Элиза Адлер откинула капюшон, её наэлектризованные медового оттенка волосы встопорщились, блестя в холодном искусственном свете. Долго смотрела Штернбергу в глаза, и он не отводил открытого, но твёрдого взгляда.
– Как жаль, что мы с вами настолько разные, – наконец произнесла Элиза Адлер. – Не знаю, что нас всех ждёт… но я хочу, чтобы у вас было будущее. Как у учёного. И как у человека. Удачи вам, что бы вы ни затевали. – Она всё-таки коснулась его руки, и Штернберг слегка пожал её пальцы – с благодарностью за то, что мысли этой женщины целиком отвечали её словам, ведь подобное соответствие встречается так редко.
Фройляйн Адлер ушла, а Штернберг принялся расхаживать взад-вперёд перед своей установкой. Думалось ему, разумеется, о Дане. Где же она?.. На самом севере Восточной Пруссии, в каком-то богом забытом месте, точные координаты которого Штернбергу, несмотря на все старания, так и не удалось определить, – но пока в безопасности, как успокаивали его сидерический маятник и собственное, вновь обострившееся чутьё. Много раз Штернберг пытался наяву вызвать то видение, что посетило его в абстинентной лихорадке, – видение, где он наблюдал за Даной и будто бы управлял потоками времени вокруг неё. Но ничего не получалось.
Только бы она дождалась его на сей раз…
Было ещё кое-что, не дававшее ему покоя: яростное и горькое желание преодолеть
Действием.
Волей.
Больше нечем. Больше у него ничего не осталось.
Уже в коридоре чувствовался смрад. Прогорклость тряпья, испарения кислого пота истощённых и по большей части больных тел, запах испражнений, разложения, мертвечины; всё это влажным маревом клубилось в свете редких жёлтых ламп. Этот коридор, недостроенный, не был укреплён – бетонные стены и довольно низкий в сравнении с высотой проложенного тоннеля потолок из бетонных плит остались за поворотом, и там, где они внезапно обрывались, беспорядочно топырились длинные крючья арматуры, в растительных извивах которой мерещилась карикатура на жизнь. Дальше был только грубо оббитый голый камень в провалах зияюще-чёрных теней. Под подошвами, будя эхо, хрустела каменная крошка. Заканчивался коридор тупиком и там был значительно расширен, образуя нечто вроде длинного зала, где держали заключённых. Вход в зал перегораживала массивная решётка. Часовые, скучая, прохаживались у ворот.
Штернберг замедлил шаг, вглядываясь в полумрак за толстыми железными прутьями. Там можно было различить вялое шевеление – но большинство узников без движения лежали вповалку на голом камне. Порой глухо стонали больные и спящие.

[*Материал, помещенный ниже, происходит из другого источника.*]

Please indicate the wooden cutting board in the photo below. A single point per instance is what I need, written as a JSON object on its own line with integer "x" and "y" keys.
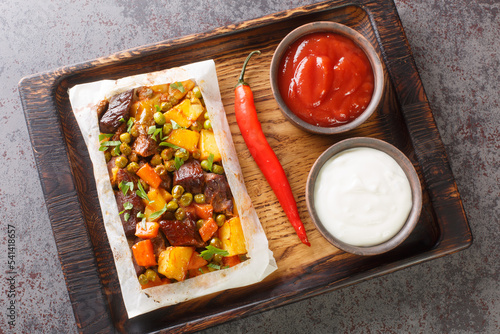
{"x": 405, "y": 120}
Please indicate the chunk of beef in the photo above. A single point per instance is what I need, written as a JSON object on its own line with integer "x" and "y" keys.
{"x": 181, "y": 233}
{"x": 218, "y": 193}
{"x": 118, "y": 110}
{"x": 138, "y": 269}
{"x": 190, "y": 176}
{"x": 159, "y": 243}
{"x": 122, "y": 175}
{"x": 144, "y": 145}
{"x": 166, "y": 181}
{"x": 121, "y": 129}
{"x": 138, "y": 206}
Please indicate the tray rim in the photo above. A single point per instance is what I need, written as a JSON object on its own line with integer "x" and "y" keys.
{"x": 56, "y": 76}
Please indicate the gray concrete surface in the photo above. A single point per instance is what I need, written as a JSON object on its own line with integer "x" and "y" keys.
{"x": 457, "y": 50}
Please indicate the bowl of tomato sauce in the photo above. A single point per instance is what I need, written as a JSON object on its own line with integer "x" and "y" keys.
{"x": 326, "y": 77}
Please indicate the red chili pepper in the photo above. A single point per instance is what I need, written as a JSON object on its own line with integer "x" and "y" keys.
{"x": 263, "y": 154}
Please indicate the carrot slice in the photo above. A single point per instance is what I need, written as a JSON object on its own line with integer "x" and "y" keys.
{"x": 144, "y": 254}
{"x": 196, "y": 261}
{"x": 148, "y": 174}
{"x": 208, "y": 229}
{"x": 150, "y": 232}
{"x": 204, "y": 211}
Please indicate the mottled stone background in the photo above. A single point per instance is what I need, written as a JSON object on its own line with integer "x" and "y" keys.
{"x": 456, "y": 48}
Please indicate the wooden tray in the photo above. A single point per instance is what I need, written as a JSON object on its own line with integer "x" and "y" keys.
{"x": 405, "y": 120}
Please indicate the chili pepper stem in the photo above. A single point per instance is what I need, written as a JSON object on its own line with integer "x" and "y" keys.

Все они там, по ту сторону решётки, были смертники. Завтра-послезавтра Каммлер планировал новый акт ликвидации рабочих-заключённых – в несколько этапов, переключив машину на «щадящий режим», как он выразился, – не производящий разрушений, но достаточный для разложения плоти. После чего «Колокол» и уже завершённую спиралевидную установку-«криптограмму» предполагалось отправить по подземной железной дороге в сторону Совиных гор, оттуда – на аэродром под Прагой и затем самолётом доставить в Тюрингию, чтобы отвезти к Зонненштайну. Медлить с эвакуацией было нельзя: Красная армия продолжала наступать.
Штернберг мог бы сюда и не приходить – это было ни к чему, – но ему хотелось взглянуть на заключённых. И вот теперь он смотрел на них, всё больше злясь от собственного равнодушия. Дар сочувствия – не менее редкий, чем способности сенситива, теперь Штернберг понимал это как никогда ясно, – похоже, был утерян для него навсегда. Идеологи национал-социализма твердили, что умение сочувствовать – удел слабых. Однако Штернберг, лишившись этой возможности, ощущал себя ограбленным.